I recently met my long-time friend at his home for a tea. This childhood friend of mine is a geek and eventually the conversation drifted to his new purchase, a Mac Mini. He was very enthusiastic about his new purchase and was thrilled about getting it under the zero percent EMI scheme. The conversation went something like this:
Friend – It was a great deal. Instead of lump sum ₹40,000, I can now pay an EMI of ₹6,667 per month for 6 months under the 0% interest scheme.
Me – But why didn’t you pay upfront? Maybe there was a discount if you paid the full price upfront at the time of purchase.
Friend – Not in this case. So, I would have appeared stupid to pay the entire amount upfront when they were offering it at 0% interest rate.
Me – 0% interest rate? What about the processing fees?
Friend – That was nominal. Only ₹1,600. I know its only 4% of the purchase price. Its no big deal.
Me – But you have to pay it back in 6 months, not one year.
Friend – Umm…in that case its 8% interest rate then. Still not that bad.
My geek friend’s father, a retired banker, had tuned into our conversation by then.
Friend’s father – Its 8% flat rate.
Friend – What do you mean?
Friend’s father – In flat rate, interest is calculated on the full amount borrowed for the entire loan tenure irrespective of monthly payments. In reducing balance method, the interest is calculated on outstanding amount and not on the entire amount borrowed. So you are effectively paying 14.15% interest rate on your computer purchase. Who is dumb now?
My geek friend sulked for the rest of that evening. But you don’t have to…because RBI banned the 0% EMI schemes few weeks ago. The next time you purchase a car, a gadget or a household item on an attractive EMI scheme, use our loan calculator to check the loan APR before the purchase. Loan APR, which is expressed as a yearly percentage rate, represents the true cost of your loan after taking into account the loan interest rate plus the fees & charges that you pay when getting a loan.
So why did RBI ban 0% EMI schemes?
Pricing disparity – Many a times, the same product is priced differently depending on whether you pay using a) cash b) debit card OR c) opt to finance the product. Typically, you get a discount only if you pay the full amount in cash whereas you lose the discount if you purchase it under the EMI scheme. There are also instances where merchants levy a percentage of the transaction value as charges on customers who make payments through debit cards. Banks either turn a blind eye to such practices or collude with merchants to make this happen.
Hidden interest rate – The interest element is often camouflaged and passed on to customer in the form of processing fee. The very concept of zero percent interest is non-existent. Such schemes only serve the purpose of alluring and exploiting the vulnerable customers. Except in a few cases, banks aren’t allowed to provide loans below their base rate.
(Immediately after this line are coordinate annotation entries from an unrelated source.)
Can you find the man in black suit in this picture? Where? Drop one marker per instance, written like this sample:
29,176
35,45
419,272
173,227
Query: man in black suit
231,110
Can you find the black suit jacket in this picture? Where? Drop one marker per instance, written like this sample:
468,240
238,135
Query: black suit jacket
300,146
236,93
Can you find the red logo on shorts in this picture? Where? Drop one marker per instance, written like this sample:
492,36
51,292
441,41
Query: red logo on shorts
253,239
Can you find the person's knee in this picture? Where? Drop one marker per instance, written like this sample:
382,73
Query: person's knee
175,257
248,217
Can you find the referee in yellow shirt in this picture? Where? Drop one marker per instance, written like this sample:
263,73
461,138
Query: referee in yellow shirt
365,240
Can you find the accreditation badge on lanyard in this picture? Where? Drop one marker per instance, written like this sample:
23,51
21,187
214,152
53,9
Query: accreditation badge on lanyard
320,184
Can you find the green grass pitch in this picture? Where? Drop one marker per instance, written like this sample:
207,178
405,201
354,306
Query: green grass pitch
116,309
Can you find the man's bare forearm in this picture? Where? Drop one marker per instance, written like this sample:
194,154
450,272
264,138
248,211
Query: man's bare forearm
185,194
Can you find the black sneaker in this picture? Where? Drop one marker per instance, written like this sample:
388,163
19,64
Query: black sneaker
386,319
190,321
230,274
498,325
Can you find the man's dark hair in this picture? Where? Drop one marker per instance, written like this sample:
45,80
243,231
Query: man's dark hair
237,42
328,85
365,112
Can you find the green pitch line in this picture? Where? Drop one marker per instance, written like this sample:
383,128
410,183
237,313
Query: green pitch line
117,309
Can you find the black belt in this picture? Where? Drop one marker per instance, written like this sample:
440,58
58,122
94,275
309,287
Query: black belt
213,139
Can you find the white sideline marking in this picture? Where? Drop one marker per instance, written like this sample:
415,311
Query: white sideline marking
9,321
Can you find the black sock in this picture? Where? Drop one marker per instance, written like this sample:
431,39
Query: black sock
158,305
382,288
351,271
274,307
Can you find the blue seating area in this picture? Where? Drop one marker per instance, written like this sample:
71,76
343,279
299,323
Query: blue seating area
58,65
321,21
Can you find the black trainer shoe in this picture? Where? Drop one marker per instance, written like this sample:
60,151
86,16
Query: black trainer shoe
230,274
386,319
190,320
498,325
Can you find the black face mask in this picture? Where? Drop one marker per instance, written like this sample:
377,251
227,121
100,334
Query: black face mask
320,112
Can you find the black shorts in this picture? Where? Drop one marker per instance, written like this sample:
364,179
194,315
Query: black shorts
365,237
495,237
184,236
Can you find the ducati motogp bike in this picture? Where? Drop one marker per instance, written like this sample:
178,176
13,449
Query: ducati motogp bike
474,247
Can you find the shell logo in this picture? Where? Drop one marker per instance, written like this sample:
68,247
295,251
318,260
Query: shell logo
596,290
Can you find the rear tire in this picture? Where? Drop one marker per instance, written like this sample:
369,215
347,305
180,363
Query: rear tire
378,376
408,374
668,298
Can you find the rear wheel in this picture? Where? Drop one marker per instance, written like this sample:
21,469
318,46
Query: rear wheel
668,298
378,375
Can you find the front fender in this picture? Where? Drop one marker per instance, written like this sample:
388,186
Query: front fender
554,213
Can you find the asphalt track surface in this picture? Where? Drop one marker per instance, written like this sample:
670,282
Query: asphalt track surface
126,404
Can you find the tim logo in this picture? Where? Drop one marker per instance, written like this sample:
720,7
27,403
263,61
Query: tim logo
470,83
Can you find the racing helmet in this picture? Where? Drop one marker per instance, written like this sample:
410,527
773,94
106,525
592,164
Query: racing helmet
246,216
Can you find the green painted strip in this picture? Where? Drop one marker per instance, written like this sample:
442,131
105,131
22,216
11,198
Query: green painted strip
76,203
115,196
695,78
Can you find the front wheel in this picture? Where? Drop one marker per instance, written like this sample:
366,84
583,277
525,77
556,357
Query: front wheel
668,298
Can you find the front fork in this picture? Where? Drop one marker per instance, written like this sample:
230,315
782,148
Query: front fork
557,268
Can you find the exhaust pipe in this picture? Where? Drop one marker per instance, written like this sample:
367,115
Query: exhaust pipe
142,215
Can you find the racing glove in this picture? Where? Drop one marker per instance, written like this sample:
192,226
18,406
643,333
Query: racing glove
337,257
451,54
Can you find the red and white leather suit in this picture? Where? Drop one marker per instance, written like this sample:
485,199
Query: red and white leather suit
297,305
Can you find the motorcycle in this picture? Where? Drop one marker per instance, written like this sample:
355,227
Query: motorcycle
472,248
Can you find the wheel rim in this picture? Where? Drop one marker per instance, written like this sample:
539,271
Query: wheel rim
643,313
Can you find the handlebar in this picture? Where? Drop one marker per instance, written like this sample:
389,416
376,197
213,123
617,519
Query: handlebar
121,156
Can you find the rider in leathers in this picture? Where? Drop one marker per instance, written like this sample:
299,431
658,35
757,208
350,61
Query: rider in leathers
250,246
Artificial demand – About 20-30 percent of consumer goods sales happen via such zero percent EMI schemes. Such schemes result in sentiment-driven purchases and artificially inflate demand. This leads to low-growth, high-inflation scenario. Ex: Sales of ultra-expensive iPhone rose 400% in just a few months after it introduced the EMI and cash back schemes. It changed the consumer perception from iPhone being a high-end product to an affordable one. As an immediate after effect of ban on 0% EMI schemes, sales of consumer goods sank to a 10-year low during the festival season. No wonder, big retailers aren’t happy.
The big question
The bigger question is: When should you opt to pay lump sum vs. EMI, irrespective of the whether its 0% interest rate or not? Like we wrote earlier, EMI can be a boon or bane depending on the purpose.
It makes financial sense to pay EMI on a loan (with reasonable interest rate) that is used to build or pay for an appreciating asset (ex: well-timed purchase of an affordable home or a college education). It gets better when its coupled with tax benefits.
On the other hand, the highway to uncontrolled debts is to pay EMI for fast-depreciating assets (ex: expensive technology gadgets, home appliances or even a car). It gets worse if you lose sales discount with this option.
“Easy EMI schemes” are anything but easy when its time to pay them every month. Today’s youth is slowly being led to think along the lines of “Can I afford the monthly payment?” instead of “Can I really afford this item? Or will that cheaper item satisfy my needs?” EMIs tend to make you purchase a much more expensive gadget or car than you need. In this regard, RBI’s directive to ban misleading 0% EMI schemes is a step in the right direction.